Sommet historique à Singapour. Une partie de poker USA-Corée du Nord presque insoluble commence avec, en arrière-plan, la Chine
Peut-on dire que ce sommet est un succès ? Il faut rappeler les nombreuses tergiversations, les menaces d’annulation, et donc les craintes que ce sommet inédit entre les Etats-Unis et la Corée du Nord ne se tient pas. Pourtant, contre toute attente, il s'est déroulé ce mardi 12 juin à Singapour. Comme prévu, il a débuté à 9h, heure locale, après une poignée de main historique entre Kim Jong-un et Donald Trump. Pour la première fois de l’histoire, un président américain en exercice rencontre un leader nord-coréen, et ont signé un document commun. La rencontre est certainement un succès puisque les deux dirigeants aspirent à la paix. Pourtant si on regarde bien les raisons qui ont poussé le président américain, et de surcroît de la première puissance du monde, les États-Unis d’Amérique, à rencontrer le président nord-coréen, c’est surtout l’arsenal qu’il détient et met aujourd’hui, avec les essais nucléaires et balistiques opérés au deuxième semestre 2017, en danger tout le territoire américain.
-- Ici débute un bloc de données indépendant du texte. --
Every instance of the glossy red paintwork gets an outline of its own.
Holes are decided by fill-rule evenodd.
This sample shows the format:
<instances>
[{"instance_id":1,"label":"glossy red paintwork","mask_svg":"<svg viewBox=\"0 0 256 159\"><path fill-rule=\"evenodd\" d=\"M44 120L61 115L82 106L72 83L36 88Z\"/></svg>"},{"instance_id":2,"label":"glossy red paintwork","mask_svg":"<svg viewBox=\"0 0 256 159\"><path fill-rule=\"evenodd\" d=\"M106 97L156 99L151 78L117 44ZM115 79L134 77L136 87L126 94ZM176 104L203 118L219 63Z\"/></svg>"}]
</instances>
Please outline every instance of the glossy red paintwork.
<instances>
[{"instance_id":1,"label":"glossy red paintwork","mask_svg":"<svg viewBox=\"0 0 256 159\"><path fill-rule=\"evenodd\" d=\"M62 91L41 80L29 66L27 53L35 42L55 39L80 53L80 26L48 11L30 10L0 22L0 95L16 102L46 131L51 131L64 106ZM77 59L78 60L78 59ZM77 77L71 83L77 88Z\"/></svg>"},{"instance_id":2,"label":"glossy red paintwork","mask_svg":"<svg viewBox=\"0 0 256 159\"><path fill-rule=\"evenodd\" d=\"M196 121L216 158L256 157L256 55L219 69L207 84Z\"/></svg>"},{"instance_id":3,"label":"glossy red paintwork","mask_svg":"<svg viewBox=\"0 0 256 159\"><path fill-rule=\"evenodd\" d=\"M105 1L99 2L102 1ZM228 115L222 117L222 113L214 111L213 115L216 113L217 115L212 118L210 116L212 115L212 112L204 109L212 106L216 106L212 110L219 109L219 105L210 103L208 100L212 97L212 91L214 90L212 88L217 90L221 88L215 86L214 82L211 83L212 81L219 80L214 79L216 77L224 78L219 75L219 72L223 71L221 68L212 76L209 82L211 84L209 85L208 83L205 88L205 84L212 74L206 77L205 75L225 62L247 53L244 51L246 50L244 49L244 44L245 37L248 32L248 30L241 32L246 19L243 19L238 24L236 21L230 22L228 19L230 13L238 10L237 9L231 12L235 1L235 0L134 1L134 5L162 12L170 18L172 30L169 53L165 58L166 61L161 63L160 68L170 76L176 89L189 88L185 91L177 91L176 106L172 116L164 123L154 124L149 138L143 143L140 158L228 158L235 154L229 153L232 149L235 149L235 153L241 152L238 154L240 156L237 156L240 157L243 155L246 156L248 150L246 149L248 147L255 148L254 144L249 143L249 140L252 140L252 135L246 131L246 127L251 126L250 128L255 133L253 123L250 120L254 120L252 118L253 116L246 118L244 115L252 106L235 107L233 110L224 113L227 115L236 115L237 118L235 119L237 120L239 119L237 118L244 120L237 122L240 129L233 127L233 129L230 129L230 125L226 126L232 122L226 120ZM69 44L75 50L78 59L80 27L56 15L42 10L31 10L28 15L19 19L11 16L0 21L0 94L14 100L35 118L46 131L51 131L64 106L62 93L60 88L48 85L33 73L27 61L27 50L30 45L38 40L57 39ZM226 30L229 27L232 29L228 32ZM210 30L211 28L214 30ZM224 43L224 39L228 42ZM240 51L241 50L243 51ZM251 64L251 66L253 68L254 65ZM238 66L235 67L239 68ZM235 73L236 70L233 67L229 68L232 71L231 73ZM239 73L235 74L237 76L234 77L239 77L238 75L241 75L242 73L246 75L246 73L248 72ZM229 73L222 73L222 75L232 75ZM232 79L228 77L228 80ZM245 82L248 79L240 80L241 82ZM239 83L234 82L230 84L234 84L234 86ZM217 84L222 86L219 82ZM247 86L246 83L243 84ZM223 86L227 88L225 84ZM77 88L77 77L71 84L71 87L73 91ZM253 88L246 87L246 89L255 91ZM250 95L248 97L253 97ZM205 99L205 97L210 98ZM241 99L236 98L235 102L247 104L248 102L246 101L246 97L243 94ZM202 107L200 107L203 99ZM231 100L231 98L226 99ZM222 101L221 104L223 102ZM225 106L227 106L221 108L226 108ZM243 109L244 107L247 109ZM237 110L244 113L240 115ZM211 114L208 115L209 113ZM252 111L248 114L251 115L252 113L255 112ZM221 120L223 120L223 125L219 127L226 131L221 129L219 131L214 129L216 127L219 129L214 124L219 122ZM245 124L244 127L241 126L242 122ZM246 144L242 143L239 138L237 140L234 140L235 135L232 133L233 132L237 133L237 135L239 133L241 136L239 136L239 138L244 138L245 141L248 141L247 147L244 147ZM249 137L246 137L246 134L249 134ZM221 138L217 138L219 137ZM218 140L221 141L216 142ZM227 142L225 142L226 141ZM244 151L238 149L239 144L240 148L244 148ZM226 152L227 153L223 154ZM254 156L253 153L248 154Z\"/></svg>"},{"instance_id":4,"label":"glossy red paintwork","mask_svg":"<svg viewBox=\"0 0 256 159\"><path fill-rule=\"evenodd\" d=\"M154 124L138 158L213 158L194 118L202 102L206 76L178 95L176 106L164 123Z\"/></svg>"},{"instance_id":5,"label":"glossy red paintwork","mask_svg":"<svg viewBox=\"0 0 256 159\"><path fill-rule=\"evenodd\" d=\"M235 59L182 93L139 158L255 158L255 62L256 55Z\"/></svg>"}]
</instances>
A l’occasion du message du Nouvel An, le 1er janvier 2008, Kim Jong-un a annoncé que le bouton nucléaire se trouve sur son bureau. « Notre force nucléaire nationale est en mesure de faire face à toute forme de menace nucléaire des Etats-Unis et constitue une dissuasion efficace contre leurs aventures inconsidérées.
Les États-Unis ne peuvent provoquer une guerre contre moi et notre Etat. Tout le territoire métropolitain des États-Unis est à la portée de notre frappe nucléaire, et le bouton de lancement des armes nucléaires se trouve sur mon bureau. C’est la réalité, et non une menace, il faut s’en rendre bien compte.
Nous avons exaucé le vœu des grands Président et Général qui ont voué toute leur vie à préparer le potentiel de défense nationale le plus efficace possible pour une sauvegarde sûre de la souveraineté nationale, et nous sommes munis d’un puissant moyen de maintien de la paix, désir tant caressé par le peuple entier en acceptant des privations pendant de longues années... » (1)
- Des doutes déjà sur le sommet historique de Singapour
Déjà la France a des doutes sur ce sommet historique. « Pas question de sauter de joie et de donner un chèque en blanc à Donald Trump. La diplomatie française prend toutes les précautions possibles pour commenter le sommet historique qui vient de se tenir à Singapour entre le président américain et son homologue nord-coréen Kim Jong-un. » (2)
Pour la ministre des Affaires européennes Nathalie Loiseau, même critique. « Invitée de LCP, la ministre en est presque venue à critiquer la décision de Donald Trump de signer un document devant les caméras à l'issue de la rencontre qui a duré plus de quatre heures. Si le texte que les deux dirigeants ont signé reste sur de grands principes, la France évoque « un pas significatif en soi » surtout au regard du niveau de tension que l'on observait il y a quelques semaines. Seulement la prudence reste de mise. « Ce qu'on attend tous c'est le début d'une négociation sur la dénucléarisation de la péninsule. Je doute que tout ait été atteint en quelques heures », ajoute Nathalie Loiseau. » (2)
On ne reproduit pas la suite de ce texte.